We decided to proceed along the western Mediterranean coastline towards the village of Tellaro for lunch. I’d read it’s one of the most beautiful villages in all of Europe. It didn’t disappoint.
Arriving in Florence, we tried to find the parking lot our Florence apartment owner, suggested. Having no luck and tired of driving narrow but fortunately mostly one-way streets, we dumped the car in a parking lot and hiked to the apartment. After a long walk with luggage, we found our apartment on the smallest street in Florence, or so it seemed: a 2-bedroom, 2-bath charmer a short walk from the Uffizi and the Duomo, the Cathedral of Florence.
After wine and cheese for dinner and a good night’s sleep, we were off to the Uffizi. Mark had arranged for tickets in advance, so we were able to avoid much of the entry line. Truly amazing: room after room of sculpture and paintings.
We ate a late lunch and enjoyed refreshments in the square by the Basilica of Santa Croce. Santa Croce, the largest Franciscan church in the world, is also known as the Temple of the Italian Glories, as it’s the burial place of Michelangelo, Galileo, Machiavelli, Rossini, and a few other illustrious Italians.
After lunch, we spent the rest of the day absorbing the architecture, stained glass, and religious monuments of this special church.
On the way back to the apartment, I decided to move the car to the correct parking lot (a mile from the apartment and 20€ per day). I was amazed to learn I owed 180€ for less than two days. After some negotiations, I was granted a discount to 90€. An expensive lesson.
That evening, we strolled around the city, enjoying the views along the Arno River and the beautiful colored building and architecture. We ate dinner in a quaint courtyard restaurant a few blocks away, and enjoyed a delightful seafood medley among the local residents.
The Brunelleschi-designed dome of the Duomo was a major achievement in the 1300s, as this 91-meter structure was built without scaffolding.

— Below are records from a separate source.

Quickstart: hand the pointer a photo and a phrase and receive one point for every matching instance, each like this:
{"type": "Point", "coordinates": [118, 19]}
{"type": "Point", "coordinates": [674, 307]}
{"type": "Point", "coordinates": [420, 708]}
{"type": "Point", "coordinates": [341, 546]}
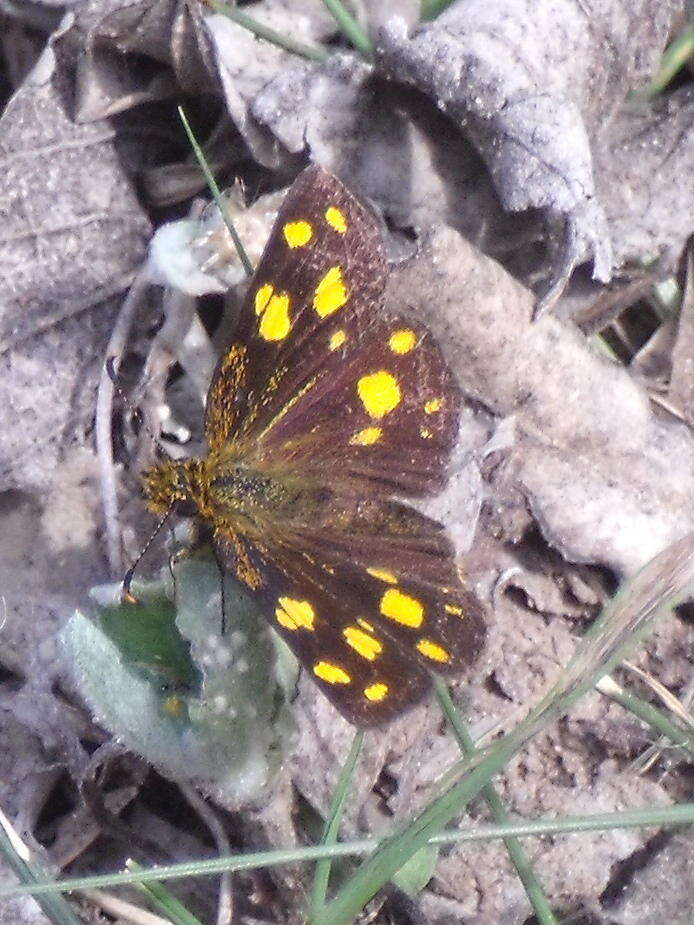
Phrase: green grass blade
{"type": "Point", "coordinates": [301, 49]}
{"type": "Point", "coordinates": [332, 824]}
{"type": "Point", "coordinates": [164, 901]}
{"type": "Point", "coordinates": [430, 9]}
{"type": "Point", "coordinates": [351, 28]}
{"type": "Point", "coordinates": [216, 194]}
{"type": "Point", "coordinates": [519, 859]}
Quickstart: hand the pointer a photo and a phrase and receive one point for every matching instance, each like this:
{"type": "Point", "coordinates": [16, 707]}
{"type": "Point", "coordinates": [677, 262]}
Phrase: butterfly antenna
{"type": "Point", "coordinates": [126, 595]}
{"type": "Point", "coordinates": [112, 372]}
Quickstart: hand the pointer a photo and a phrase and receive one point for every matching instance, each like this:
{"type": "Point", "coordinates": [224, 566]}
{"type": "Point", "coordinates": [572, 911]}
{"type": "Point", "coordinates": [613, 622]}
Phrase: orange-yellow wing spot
{"type": "Point", "coordinates": [367, 646]}
{"type": "Point", "coordinates": [275, 322]}
{"type": "Point", "coordinates": [294, 615]}
{"type": "Point", "coordinates": [366, 437]}
{"type": "Point", "coordinates": [262, 297]}
{"type": "Point", "coordinates": [402, 341]}
{"type": "Point", "coordinates": [330, 673]}
{"type": "Point", "coordinates": [297, 234]}
{"type": "Point", "coordinates": [331, 293]}
{"type": "Point", "coordinates": [379, 393]}
{"type": "Point", "coordinates": [376, 692]}
{"type": "Point", "coordinates": [433, 651]}
{"type": "Point", "coordinates": [337, 340]}
{"type": "Point", "coordinates": [174, 705]}
{"type": "Point", "coordinates": [336, 219]}
{"type": "Point", "coordinates": [433, 405]}
{"type": "Point", "coordinates": [383, 575]}
{"type": "Point", "coordinates": [402, 608]}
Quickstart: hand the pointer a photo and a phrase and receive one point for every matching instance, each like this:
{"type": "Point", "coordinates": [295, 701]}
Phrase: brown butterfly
{"type": "Point", "coordinates": [322, 412]}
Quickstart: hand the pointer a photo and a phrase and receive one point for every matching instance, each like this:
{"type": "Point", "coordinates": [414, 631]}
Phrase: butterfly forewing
{"type": "Point", "coordinates": [322, 275]}
{"type": "Point", "coordinates": [368, 613]}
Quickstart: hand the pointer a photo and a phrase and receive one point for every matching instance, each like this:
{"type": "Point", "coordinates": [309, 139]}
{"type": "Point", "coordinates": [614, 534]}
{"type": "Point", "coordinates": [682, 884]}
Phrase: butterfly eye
{"type": "Point", "coordinates": [187, 508]}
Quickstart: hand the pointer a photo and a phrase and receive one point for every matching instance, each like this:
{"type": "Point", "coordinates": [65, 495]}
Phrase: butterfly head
{"type": "Point", "coordinates": [180, 486]}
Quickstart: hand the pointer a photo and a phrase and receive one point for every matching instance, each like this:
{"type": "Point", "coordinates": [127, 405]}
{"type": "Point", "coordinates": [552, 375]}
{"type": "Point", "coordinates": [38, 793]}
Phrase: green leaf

An inner shell of 463 steps provides a platform for the timbers that support the outer shell.
The Baptistry and its colorful mosaic ceiling illustrate the Last Judgment with the large octagonal baptism font below. This is where Dante and other notables were baptized.

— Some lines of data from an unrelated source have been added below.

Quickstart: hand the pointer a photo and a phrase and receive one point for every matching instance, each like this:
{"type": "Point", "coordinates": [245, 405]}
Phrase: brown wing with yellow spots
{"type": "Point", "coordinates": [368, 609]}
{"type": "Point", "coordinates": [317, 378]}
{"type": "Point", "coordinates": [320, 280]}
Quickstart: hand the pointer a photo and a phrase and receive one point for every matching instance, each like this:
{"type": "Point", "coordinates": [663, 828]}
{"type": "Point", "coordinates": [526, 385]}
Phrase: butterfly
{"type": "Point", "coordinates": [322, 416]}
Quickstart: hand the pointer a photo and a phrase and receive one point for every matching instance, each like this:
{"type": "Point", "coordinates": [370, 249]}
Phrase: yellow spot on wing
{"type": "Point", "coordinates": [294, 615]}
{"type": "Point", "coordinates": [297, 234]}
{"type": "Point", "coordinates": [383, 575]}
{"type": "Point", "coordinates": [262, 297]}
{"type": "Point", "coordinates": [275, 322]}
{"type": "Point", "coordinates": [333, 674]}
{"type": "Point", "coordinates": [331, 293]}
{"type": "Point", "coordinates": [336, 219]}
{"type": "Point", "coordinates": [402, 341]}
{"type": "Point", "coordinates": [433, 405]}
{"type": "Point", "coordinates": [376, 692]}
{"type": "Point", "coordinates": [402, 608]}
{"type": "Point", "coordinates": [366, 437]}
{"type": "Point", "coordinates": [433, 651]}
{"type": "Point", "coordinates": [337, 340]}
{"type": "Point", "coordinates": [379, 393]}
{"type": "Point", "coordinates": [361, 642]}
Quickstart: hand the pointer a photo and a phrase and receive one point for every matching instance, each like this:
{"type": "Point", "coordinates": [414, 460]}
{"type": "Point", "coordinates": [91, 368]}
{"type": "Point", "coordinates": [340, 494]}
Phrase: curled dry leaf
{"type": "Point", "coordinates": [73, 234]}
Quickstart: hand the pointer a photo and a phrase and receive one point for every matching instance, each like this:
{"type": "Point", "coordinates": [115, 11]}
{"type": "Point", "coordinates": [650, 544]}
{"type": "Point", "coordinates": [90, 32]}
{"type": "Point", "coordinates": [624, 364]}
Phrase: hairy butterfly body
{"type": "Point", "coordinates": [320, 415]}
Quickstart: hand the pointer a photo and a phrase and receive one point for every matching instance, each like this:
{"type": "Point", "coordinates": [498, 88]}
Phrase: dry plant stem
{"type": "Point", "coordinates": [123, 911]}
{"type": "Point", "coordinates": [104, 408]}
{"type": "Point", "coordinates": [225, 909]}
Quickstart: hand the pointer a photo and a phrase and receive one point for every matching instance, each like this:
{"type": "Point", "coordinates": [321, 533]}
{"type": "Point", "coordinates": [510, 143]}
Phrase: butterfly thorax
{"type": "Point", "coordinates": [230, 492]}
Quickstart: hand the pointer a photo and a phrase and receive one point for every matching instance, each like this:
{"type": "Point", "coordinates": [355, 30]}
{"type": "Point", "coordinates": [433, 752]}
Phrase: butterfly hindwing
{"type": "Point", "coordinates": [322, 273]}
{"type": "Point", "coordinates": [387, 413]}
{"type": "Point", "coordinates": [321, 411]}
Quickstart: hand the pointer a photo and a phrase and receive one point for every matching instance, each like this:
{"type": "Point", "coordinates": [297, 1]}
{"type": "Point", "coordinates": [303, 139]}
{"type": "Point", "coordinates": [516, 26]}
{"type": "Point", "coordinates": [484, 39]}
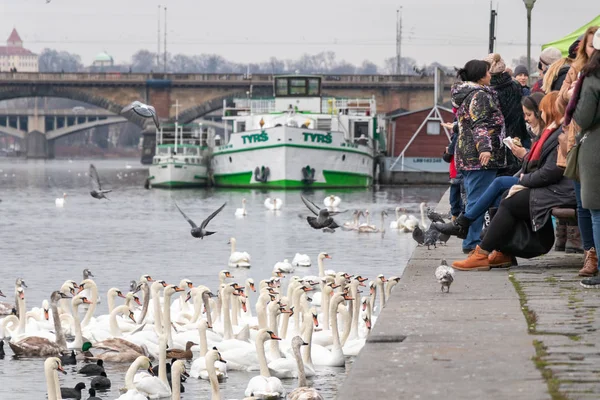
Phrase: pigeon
{"type": "Point", "coordinates": [431, 237]}
{"type": "Point", "coordinates": [444, 275]}
{"type": "Point", "coordinates": [97, 191]}
{"type": "Point", "coordinates": [143, 110]}
{"type": "Point", "coordinates": [200, 232]}
{"type": "Point", "coordinates": [434, 217]}
{"type": "Point", "coordinates": [418, 235]}
{"type": "Point", "coordinates": [324, 218]}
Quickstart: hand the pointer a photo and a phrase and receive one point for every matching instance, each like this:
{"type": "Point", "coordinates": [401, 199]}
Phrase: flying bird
{"type": "Point", "coordinates": [444, 275]}
{"type": "Point", "coordinates": [200, 232]}
{"type": "Point", "coordinates": [97, 191]}
{"type": "Point", "coordinates": [143, 110]}
{"type": "Point", "coordinates": [324, 218]}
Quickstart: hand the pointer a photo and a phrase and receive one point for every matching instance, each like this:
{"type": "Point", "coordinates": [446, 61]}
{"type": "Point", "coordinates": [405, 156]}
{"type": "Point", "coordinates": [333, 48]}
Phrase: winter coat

At the end the day, Mark and I needed to prove we were still young – at least at heart – and climbed the 85 meters, some 414 steps, to the top of the Duomo Tower, also called the Campanile. We enjoyed magnificent 360-degree views of the Duomo’s dome and all of Florence. We agreed the climb was worth it – but only once – as was the 6€ entrance fee for the privilege.
After walking down those same 414 steps and narrow winding passageway, we rejoined our wives who were eating gelato and drinking wine – imagine.

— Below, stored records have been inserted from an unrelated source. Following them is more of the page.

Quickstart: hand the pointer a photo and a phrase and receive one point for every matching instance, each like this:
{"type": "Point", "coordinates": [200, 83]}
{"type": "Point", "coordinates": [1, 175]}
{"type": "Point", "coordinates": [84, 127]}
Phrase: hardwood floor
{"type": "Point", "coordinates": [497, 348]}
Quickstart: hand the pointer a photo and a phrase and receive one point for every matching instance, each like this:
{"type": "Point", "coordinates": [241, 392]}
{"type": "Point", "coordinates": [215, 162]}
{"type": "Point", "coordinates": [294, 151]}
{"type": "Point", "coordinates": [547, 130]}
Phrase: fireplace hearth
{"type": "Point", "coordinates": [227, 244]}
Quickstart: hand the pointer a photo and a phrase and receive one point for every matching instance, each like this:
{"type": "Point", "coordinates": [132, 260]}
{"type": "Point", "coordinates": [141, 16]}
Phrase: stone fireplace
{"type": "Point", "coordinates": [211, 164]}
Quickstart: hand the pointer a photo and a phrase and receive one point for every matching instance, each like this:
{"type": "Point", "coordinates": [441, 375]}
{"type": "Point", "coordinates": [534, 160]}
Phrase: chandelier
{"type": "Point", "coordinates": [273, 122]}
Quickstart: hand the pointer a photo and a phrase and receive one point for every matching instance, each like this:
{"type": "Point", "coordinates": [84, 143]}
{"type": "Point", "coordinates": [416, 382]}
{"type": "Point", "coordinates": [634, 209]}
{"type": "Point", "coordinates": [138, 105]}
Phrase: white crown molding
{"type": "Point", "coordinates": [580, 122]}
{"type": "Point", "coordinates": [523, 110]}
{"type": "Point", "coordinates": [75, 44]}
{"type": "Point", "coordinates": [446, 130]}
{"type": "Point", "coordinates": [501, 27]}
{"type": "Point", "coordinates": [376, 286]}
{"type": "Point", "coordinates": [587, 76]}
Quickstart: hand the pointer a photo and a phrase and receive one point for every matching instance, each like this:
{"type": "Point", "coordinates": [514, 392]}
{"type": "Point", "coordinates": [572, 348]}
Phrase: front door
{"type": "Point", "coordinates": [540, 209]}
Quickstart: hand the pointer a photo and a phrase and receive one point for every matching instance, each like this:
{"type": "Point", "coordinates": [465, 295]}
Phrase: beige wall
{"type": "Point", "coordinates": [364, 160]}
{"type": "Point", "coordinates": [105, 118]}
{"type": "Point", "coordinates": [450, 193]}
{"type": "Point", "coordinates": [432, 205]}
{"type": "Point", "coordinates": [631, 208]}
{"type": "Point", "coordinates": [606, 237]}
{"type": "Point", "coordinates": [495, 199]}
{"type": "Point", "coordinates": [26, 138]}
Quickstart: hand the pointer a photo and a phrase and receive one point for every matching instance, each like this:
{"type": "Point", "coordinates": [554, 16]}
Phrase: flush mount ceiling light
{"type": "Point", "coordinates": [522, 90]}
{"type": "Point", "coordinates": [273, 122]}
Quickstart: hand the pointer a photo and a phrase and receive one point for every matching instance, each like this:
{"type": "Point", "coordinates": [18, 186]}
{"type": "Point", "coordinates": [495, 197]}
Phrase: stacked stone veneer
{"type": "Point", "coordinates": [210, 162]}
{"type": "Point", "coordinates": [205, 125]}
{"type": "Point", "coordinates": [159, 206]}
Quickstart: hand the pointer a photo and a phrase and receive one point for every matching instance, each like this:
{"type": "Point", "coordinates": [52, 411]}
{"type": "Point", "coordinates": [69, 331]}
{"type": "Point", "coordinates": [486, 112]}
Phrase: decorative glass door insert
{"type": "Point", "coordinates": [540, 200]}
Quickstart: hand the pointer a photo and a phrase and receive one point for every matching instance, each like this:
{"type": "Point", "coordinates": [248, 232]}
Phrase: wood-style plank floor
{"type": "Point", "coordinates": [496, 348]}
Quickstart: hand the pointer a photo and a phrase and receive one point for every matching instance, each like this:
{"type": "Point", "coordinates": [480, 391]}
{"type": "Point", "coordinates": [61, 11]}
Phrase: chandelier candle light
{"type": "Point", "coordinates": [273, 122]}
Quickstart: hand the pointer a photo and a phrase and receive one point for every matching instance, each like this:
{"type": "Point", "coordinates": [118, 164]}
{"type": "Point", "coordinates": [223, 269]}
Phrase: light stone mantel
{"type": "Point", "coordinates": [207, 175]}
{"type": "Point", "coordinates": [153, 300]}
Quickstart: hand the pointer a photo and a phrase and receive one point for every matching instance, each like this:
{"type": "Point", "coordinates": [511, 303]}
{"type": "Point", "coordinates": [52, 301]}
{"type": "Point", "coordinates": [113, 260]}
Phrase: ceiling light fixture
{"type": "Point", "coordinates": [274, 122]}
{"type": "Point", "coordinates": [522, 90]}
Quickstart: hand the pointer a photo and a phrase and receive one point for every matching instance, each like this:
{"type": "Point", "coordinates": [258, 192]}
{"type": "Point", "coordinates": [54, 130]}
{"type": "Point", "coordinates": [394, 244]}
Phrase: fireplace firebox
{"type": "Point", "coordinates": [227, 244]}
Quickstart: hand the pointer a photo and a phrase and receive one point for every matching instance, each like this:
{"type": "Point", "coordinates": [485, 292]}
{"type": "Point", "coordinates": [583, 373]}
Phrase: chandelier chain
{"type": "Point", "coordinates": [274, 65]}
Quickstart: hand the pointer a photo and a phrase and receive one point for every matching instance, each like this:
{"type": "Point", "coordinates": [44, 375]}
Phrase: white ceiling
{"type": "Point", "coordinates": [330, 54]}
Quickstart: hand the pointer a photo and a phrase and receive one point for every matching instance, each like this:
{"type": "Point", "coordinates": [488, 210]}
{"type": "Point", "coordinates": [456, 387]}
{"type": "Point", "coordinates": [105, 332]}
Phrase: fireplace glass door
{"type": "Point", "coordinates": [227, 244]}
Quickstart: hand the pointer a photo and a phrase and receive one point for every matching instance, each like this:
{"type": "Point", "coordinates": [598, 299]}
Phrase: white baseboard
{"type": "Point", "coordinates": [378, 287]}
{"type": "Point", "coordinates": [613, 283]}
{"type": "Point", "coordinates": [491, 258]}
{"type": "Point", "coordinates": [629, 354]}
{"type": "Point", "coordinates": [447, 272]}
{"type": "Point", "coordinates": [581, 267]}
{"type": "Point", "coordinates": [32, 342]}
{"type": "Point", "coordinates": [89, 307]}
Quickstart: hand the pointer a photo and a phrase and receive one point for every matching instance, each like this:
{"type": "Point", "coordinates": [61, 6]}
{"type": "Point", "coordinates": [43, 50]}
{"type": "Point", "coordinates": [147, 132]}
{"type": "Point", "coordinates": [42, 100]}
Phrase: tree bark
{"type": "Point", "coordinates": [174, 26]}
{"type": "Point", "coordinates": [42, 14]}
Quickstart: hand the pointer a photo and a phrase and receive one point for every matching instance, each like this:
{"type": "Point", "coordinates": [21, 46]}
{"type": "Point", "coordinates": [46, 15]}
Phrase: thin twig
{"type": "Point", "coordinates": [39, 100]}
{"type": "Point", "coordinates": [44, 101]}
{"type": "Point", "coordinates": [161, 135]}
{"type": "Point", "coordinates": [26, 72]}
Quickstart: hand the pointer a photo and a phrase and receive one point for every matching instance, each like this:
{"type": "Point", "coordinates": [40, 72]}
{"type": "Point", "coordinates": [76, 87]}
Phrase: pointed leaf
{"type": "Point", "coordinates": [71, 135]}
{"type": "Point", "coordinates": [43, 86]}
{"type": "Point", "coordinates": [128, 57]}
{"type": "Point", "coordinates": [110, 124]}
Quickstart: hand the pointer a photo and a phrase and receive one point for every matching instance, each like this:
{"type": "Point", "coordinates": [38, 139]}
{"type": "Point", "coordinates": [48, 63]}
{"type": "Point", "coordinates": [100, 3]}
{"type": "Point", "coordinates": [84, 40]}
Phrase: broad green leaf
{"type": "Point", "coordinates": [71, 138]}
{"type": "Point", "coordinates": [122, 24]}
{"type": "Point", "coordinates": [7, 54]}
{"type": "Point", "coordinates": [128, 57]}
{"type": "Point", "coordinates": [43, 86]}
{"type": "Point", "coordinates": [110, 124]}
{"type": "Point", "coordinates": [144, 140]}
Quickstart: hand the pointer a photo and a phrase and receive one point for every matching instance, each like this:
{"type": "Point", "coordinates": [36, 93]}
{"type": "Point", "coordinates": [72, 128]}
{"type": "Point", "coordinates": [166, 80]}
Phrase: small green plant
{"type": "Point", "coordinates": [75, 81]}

Another delightful evening at the apartment with some great wine, cheese, olives, bread, and a good sleep after our heroic walk up the Campanile.
Siena – you are so close
Our friends only had one more day in Italy before departing from the Milan airport, so we decided to make it memorable and headed out unexpectedly to Siena.
An 80-km drive in the rain and we were there. We paid for several hours of street parking and, with rain jackets, headed towards the Palazzo Pubblico and its magnificent buildings and Tower of Mangia.
Our wives jumped into shops to avoid the rain while Mark and I trudged along to the Siena Cathedral with its dome and bell tower. Unfortunately, we did not go in this landmark, but instead bought a picture book illustrating its magnificence.
Finding our wives in a ceramic shop, we arrived just in time to pay for more nice stuff to put in our cabinets. After lunch and a last cruise through the old town of the city and its narrow cobblestone streets/small artistic shops, we headed to the Milan airport hotel to drop off our friends.
We all decided that even though Florence is a must-see and stay, having more time to overnight in Siena would definitively have been a better plan. Siena, although less monumental, is prettier, less hectic because of the scarcity of tour groups, and definitely more quaint Italian vs. the commercialized chaos of Florence.